Lars Winstand

Posted on May 14 • Originally published at standardcompute.com

I thought Claude Code vs Codex was about model IQ until I watched one prompt eat 53% of a session

#ai #agents #llm #devtools

I went into the Claude Code vs Codex debate expecting the usual answer: compare model quality, pick the smartest one, move on.

That is not what I found.

The most useful Reddit threads were not really about intelligence. They were about what happens when you let an agent run for hours inside a real coding workflow: reading half a repo, retrying patches, dragging memory files forward, and quietly burning through context or quota before the actual task even starts.

One r/openclaw thread made the whole thing click for me. A user said their first Claude request consumed 53% of a Pro session. Two more requests pushed usage to 76%. Finishing the task took another 23%.

That is not a benchmark problem.

That is an operations problem.

The moment “cheap” stops being cheap

Here’s the thread that changed how I think about this:

r/openclaw: https://reddit.com/r/openclaw/comments/1tce1xn/agents_and_models_and_and_and/

The user was not asking whether Claude was smart.

They were basically asking: how are people running autonomous coding loops like this without constantly watching the meter?

That is a much better question.

If you are using OpenClaw, Claude Code, Codex, or any custom agent harness, your costs are not driven by a neat prompt/response model anymore. They are driven by:

how much context gets loaded before the first tool call
how often the agent retries
how much state gets resent between steps
how aggressively the orchestrator summarizes and rehydrates memory
whether your pricing model punishes long-running loops

That is why “best coding model” discourse gets weird fast. People think they are comparing brains. They are actually comparing entire operating environments.

The real failure mode: context bloat before work starts

The best advice in that thread was six words:

Context context context! Use /new /compact often

That sounds obvious. It is also the whole game.

Across multiple OpenClaw discussions, the complaints are very consistent:

workspace files loaded too early
memory files and notes bloating the first turn
AGENTS.md getting shoved into context by default
orchestration layers resending too much state
broad file inclusion causing the agent to inspect everything
session caps turning normal agent behavior into a budgeting exercise

One commenter said OpenClaw can spend “a lot of context before you even type the first message.”

That line should make every agent engineer stop and check their setup.
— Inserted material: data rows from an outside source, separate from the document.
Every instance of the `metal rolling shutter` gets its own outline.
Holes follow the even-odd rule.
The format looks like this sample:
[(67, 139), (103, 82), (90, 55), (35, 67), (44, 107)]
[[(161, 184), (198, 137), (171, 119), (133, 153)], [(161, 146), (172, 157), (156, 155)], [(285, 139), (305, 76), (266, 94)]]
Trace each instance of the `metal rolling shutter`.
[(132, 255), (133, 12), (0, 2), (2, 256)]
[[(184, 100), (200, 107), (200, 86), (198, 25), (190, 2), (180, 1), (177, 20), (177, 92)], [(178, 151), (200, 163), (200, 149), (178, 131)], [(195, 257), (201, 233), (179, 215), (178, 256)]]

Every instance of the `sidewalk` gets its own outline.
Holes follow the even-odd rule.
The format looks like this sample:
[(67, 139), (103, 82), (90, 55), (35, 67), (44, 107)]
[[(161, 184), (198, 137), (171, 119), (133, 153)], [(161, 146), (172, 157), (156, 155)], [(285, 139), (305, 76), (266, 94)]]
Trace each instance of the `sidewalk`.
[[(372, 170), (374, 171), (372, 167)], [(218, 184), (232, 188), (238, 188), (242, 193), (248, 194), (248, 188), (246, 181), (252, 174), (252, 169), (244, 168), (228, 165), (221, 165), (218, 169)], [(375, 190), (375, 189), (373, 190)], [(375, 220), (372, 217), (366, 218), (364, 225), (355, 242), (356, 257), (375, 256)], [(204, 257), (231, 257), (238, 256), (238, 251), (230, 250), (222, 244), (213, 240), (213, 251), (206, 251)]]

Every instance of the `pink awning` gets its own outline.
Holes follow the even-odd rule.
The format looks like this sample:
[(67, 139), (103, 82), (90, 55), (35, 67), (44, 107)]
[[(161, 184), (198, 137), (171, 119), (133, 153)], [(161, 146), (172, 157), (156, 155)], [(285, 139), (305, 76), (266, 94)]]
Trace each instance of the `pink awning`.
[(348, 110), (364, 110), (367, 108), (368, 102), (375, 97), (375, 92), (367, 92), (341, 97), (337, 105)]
Claude, Codex, and OpenClaw are not competing on one axis

Here is the practical version.

Option	What actually matters in practice
Claude Code via Claude subscription or API	Strong coding quality on hard engineering work, but long loops can become session-sensitive fast when context is unmanaged
OpenAI Codex / GPT-5.4 Codex setups	Often feel more tolerant for iterative coding loops, but ceilings still exist and behavior depends heavily on the surrounding harness
OpenClaw-style orchestration	Great for autonomous workflows, but can amplify token burn through memory, workspace loading, retries, and tool chatter if you do not constrain it

That last row is the important one.

OpenClaw is not expensive by itself. It is an amplifier.

If your stack is disciplined, it amplifies good routing and clean context boundaries.

If your stack is sloppy, it amplifies waste.

The most honest Reddit take was basically a postmortem

Another thread put it better than any product page could:

r/openclaw: https://reddit.com/r/openclaw/comments/1tcyqda/how_good_is_openclaw_at_orchestrating_codex_and/

One user wrote:

It is good and bad at the same time. How i fixed the bad things i built a skills specifically for coding give the agent context about specific things i want.

That is not polished. It is useful.

Their fix was not “switch models.”

Their fix was to narrow the context boundary.

That matches what I keep seeing in practice. The teams getting the best results are not just choosing Claude or Codex. They are shaping what each model sees and when it sees it.

The expensive mistake: asking one model to do everything

A lot of teams still want one model for the entire workflow.

Repo scanning. Planning. Refactors. Patch generation. Retry loops. Documentation. Triage. Tool use. Cleanup.

That sounds elegant. It is usually lazy architecture.

The stronger pattern is task-based routing.

For example:

Qwen or GLM locally for cheap utility work
Gemini Flash for fast lightweight passes
GPT-5.4 Codex for coding loops that need speed and tolerance
Claude Opus or Claude Sonnet for harder engineering judgment

That is not indecision. That is treating your agent stack like infrastructure instead of fandom.

Why pricing gets ugly once agents are autonomous

This part is where the model debate stops being theoretical.

One Reddit user said they gave up on OpenClaw after about 3.5 months, 1,300 hours, nearly 5 billion tokens, and around $700 in spend.

Another post referenced $2,500 of Opus token spend for software-shop workflows involving vision, server management, and form filling.

Those are not “I asked too many questions” numbers.

Those are “my workflow became a utility bill” numbers.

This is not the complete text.